Ritu Kapur, the website’s co-founder and CEO, refused to comment on the issue. However, Newslaundry learnt from two senior journalists at the organisation who asked not to be named, that the article generated quite a lot of heat in The Quint’s newsroom.

They said that the article was removed because it was posted without “proper vetting” from the top. It was still awaiting final approval when it went up. They claimed that Raghav Bahl, The Quint’s co-founder, had reservations about the article, and faulted its analysis.

He is also said to be unhappy with the cries of “censorship” raised in the article, and felt they were unnecessary. Newslaundry reached out to Bahl for an insight into what these reservations might have been, and why the article wasn’t updated instead of simply being pulled down, and if the readers of The Quint were owed an explanation for this move. This story will be updated to reflect his response.

It must be mentioned that Nandy was recently in the news for a story he wrote on September 22, which claimed that Indian Special Forces had avenged the Uri attacks, in an operation across PoK. Later, on September 29, when the Director General of Military Operations briefed the media about the “surgical strikes”, The Quint indulged in some chest-beating. The site even conducted a Facebook Live session with its editorial team. Bahl and Nandy were also part of it, and everyone present congratulated Nandy for his “scoop”.

Hartosh Singh Bal, political editor at The Caravan, believes that the very fact that Nandy’s piece was pulled means that what he had written was correct.

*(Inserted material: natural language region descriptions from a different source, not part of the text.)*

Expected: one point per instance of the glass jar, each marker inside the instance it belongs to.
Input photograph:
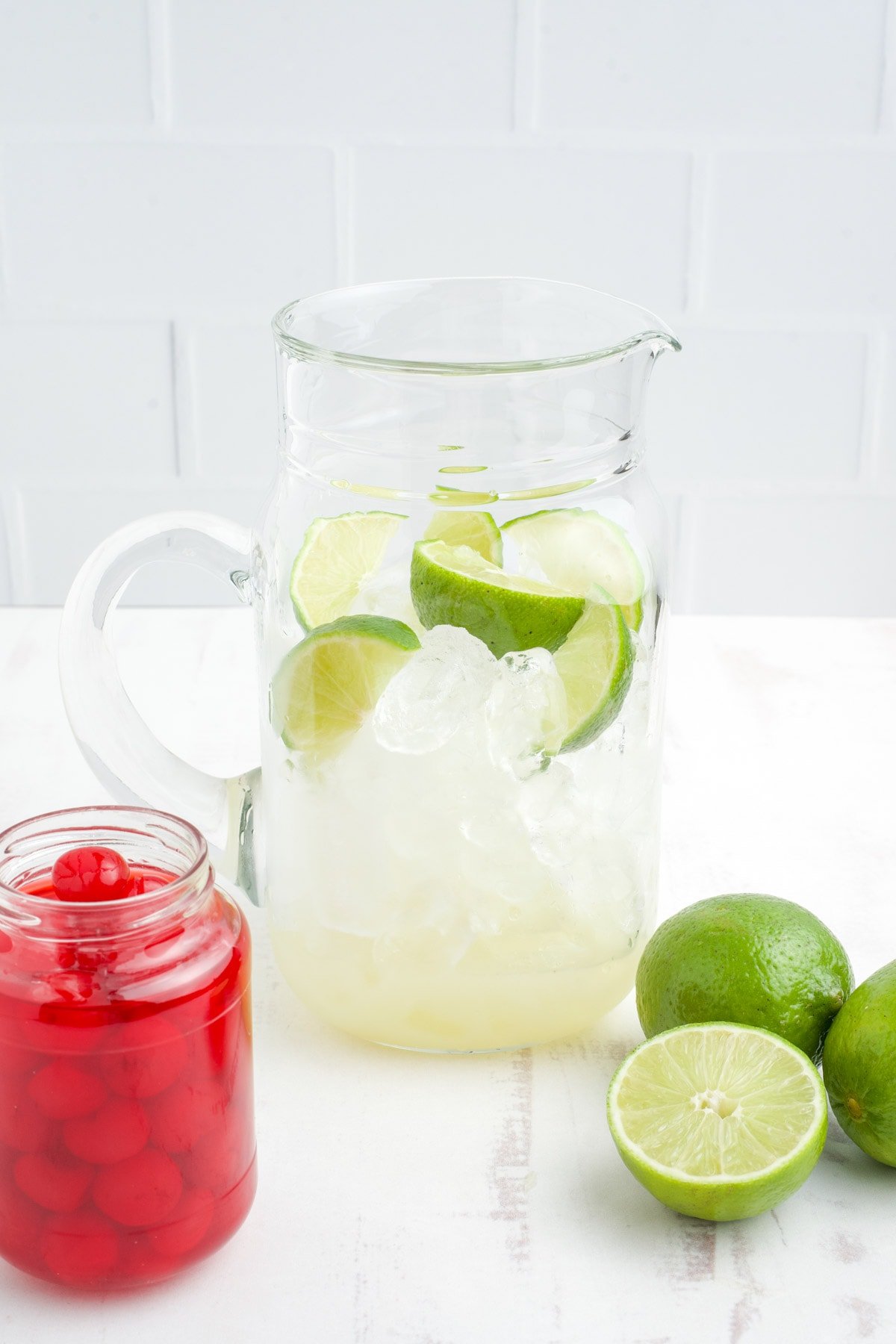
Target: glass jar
(460, 584)
(127, 1129)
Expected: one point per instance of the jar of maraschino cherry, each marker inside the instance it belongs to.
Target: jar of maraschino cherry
(127, 1128)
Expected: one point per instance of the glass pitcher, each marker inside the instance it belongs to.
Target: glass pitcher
(460, 588)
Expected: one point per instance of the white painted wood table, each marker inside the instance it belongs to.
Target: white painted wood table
(476, 1201)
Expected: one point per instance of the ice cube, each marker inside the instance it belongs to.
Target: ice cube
(388, 593)
(435, 695)
(526, 712)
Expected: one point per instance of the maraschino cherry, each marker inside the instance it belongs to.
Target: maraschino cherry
(90, 874)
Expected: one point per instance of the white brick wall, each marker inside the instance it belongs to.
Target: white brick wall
(171, 171)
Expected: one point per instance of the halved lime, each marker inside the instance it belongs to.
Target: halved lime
(595, 665)
(337, 557)
(718, 1121)
(467, 527)
(453, 585)
(328, 685)
(578, 549)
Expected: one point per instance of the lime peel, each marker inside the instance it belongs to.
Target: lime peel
(581, 550)
(454, 585)
(328, 683)
(337, 557)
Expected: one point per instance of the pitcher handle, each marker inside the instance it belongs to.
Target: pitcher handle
(120, 747)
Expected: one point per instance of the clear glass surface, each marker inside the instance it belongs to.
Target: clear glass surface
(457, 841)
(444, 882)
(127, 1125)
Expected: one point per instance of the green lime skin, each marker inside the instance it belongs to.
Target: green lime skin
(860, 1066)
(748, 959)
(723, 1199)
(503, 618)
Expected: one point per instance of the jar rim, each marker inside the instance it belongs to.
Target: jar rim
(632, 327)
(34, 833)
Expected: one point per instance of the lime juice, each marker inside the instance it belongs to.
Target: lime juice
(461, 774)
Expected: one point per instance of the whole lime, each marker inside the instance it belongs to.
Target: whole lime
(859, 1066)
(747, 959)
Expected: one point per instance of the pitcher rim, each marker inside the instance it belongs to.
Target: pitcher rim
(655, 332)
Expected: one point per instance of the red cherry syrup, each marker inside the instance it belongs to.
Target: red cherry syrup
(127, 1127)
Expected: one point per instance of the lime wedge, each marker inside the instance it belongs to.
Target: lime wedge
(718, 1121)
(327, 685)
(337, 557)
(595, 665)
(467, 527)
(578, 549)
(453, 585)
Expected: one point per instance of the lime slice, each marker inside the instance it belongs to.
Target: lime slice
(337, 557)
(718, 1121)
(578, 549)
(467, 527)
(595, 665)
(327, 685)
(453, 585)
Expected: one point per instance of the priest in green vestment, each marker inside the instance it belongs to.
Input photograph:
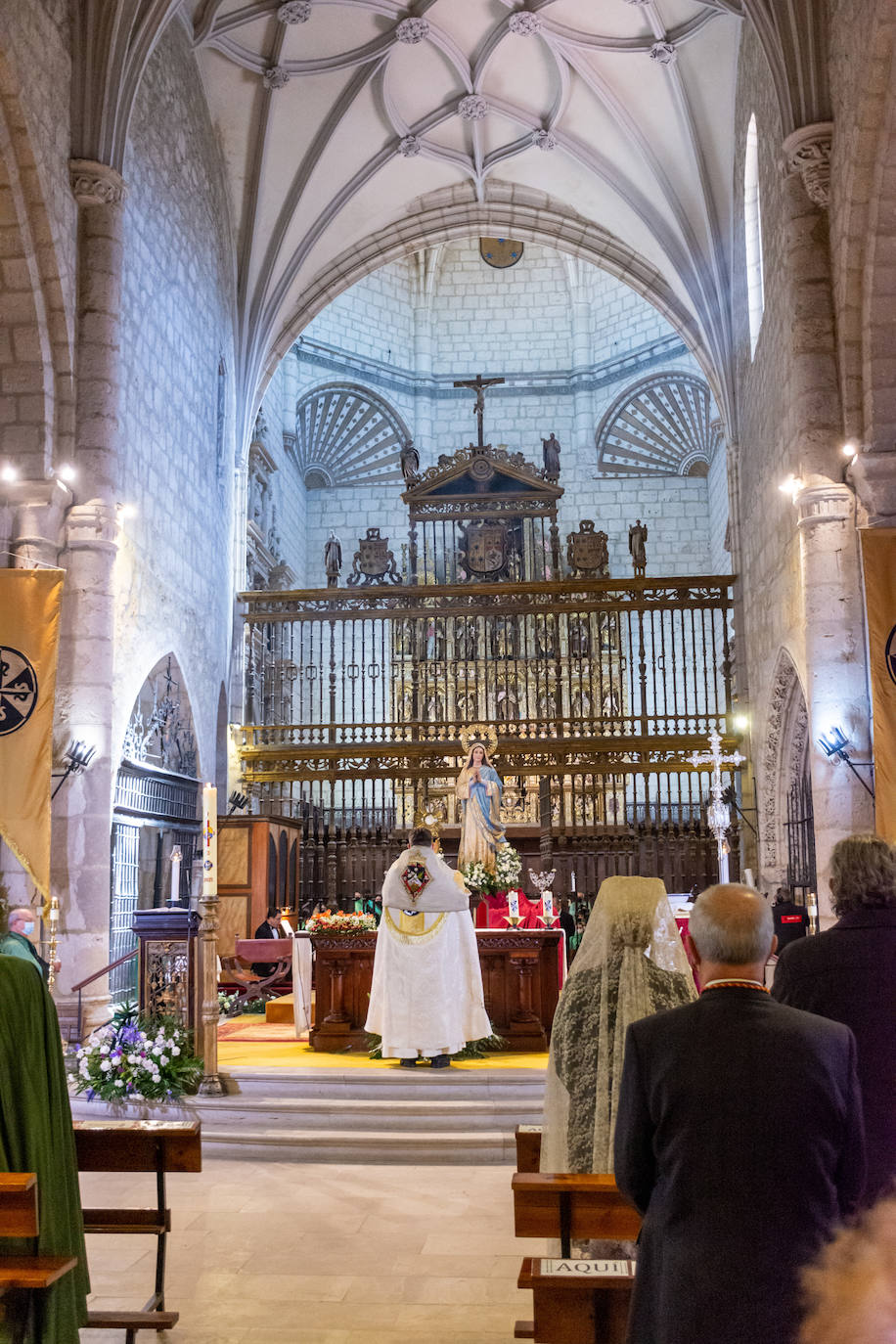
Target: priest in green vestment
(36, 1136)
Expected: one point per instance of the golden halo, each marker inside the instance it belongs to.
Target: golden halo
(481, 733)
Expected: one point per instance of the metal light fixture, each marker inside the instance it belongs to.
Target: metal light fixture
(75, 759)
(833, 743)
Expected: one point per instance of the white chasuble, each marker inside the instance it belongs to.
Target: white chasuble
(426, 998)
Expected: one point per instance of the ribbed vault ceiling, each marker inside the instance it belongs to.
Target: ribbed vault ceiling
(336, 115)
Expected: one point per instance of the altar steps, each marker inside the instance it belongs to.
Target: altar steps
(371, 1116)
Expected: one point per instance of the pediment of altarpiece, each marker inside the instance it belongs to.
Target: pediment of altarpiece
(478, 480)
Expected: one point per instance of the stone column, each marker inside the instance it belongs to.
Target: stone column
(424, 391)
(82, 823)
(825, 507)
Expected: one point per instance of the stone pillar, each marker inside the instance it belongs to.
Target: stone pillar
(82, 823)
(582, 398)
(825, 506)
(424, 392)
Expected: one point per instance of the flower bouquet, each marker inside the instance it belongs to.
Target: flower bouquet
(137, 1059)
(337, 922)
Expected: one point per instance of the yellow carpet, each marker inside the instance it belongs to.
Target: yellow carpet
(236, 1053)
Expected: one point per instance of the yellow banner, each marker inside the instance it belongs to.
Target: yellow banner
(878, 556)
(28, 642)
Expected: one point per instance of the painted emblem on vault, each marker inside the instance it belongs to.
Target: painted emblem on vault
(500, 251)
(18, 690)
(486, 549)
(374, 562)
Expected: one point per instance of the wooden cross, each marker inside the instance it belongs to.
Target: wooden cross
(718, 813)
(478, 383)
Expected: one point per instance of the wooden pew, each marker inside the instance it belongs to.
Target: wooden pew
(137, 1145)
(22, 1276)
(575, 1301)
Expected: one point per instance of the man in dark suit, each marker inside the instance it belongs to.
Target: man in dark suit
(849, 973)
(739, 1138)
(269, 927)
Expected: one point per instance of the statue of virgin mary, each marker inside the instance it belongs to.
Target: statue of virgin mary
(478, 790)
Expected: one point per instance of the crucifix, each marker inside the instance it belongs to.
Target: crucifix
(478, 383)
(718, 813)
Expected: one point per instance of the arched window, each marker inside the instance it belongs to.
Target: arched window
(752, 236)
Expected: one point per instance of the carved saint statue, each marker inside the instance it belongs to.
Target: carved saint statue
(478, 790)
(410, 461)
(637, 536)
(332, 560)
(551, 453)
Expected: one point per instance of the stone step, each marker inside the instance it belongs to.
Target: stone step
(387, 1146)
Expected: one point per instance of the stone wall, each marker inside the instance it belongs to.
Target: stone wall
(173, 588)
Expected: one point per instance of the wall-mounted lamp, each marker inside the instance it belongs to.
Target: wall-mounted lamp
(76, 758)
(833, 743)
(238, 801)
(791, 487)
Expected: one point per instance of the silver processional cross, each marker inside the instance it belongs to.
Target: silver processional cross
(718, 812)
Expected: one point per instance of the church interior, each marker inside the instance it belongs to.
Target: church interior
(379, 380)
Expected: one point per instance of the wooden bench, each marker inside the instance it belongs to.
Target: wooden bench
(137, 1145)
(574, 1301)
(21, 1276)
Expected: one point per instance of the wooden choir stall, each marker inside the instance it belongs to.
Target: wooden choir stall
(518, 977)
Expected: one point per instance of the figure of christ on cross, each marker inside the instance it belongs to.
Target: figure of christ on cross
(478, 383)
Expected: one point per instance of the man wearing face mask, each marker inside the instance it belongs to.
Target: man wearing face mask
(18, 941)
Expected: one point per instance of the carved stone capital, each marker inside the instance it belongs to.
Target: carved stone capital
(96, 184)
(874, 474)
(808, 154)
(823, 502)
(92, 525)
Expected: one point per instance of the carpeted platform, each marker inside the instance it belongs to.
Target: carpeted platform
(248, 1042)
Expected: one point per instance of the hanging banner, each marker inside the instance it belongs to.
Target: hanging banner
(28, 643)
(878, 556)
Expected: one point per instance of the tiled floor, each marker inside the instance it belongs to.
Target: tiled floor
(276, 1253)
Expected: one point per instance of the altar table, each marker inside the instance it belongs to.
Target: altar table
(518, 978)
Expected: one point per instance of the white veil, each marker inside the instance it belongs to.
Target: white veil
(630, 963)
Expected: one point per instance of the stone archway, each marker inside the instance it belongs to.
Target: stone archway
(784, 764)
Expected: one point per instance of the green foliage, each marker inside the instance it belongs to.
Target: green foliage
(136, 1058)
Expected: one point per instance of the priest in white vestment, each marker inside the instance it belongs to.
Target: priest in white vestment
(426, 999)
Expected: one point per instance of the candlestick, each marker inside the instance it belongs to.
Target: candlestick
(176, 856)
(209, 840)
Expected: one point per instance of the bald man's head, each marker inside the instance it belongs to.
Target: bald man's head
(733, 924)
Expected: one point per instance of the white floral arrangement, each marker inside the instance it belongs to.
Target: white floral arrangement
(137, 1060)
(508, 866)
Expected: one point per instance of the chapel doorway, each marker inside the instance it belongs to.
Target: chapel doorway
(155, 809)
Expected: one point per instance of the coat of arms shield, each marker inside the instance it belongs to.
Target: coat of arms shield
(486, 549)
(587, 550)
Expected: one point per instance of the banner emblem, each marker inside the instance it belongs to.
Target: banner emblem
(18, 690)
(889, 654)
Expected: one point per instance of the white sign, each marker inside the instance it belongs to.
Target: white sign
(587, 1269)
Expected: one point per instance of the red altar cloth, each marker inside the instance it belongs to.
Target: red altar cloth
(495, 912)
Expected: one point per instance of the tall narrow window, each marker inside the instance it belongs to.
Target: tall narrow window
(752, 236)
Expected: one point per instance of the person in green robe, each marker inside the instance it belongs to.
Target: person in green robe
(36, 1136)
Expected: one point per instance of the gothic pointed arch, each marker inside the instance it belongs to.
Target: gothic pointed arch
(348, 435)
(664, 425)
(784, 759)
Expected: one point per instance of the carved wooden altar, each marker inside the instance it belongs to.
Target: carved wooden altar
(597, 690)
(518, 977)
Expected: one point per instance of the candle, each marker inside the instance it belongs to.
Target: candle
(209, 840)
(175, 875)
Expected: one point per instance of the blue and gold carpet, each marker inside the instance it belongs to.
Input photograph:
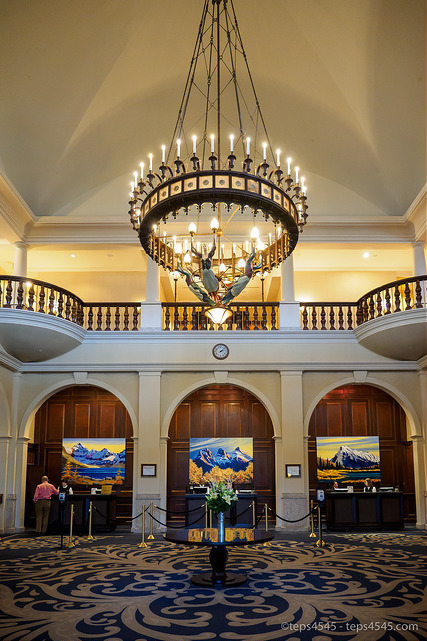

He told Newslaundry, “Articles don’t go up without approval, and it does not take five hours to realise that something is wrong with an article on the site. Clearly, somebody read it and realised ‘Oh My God, this is not what we want to say’ and pulled it off.”

“The pulling off of the article is the best proof that what it was saying was right. That the media has become subservient to the government, and that they are afraid of the taking on the government,” he concluded.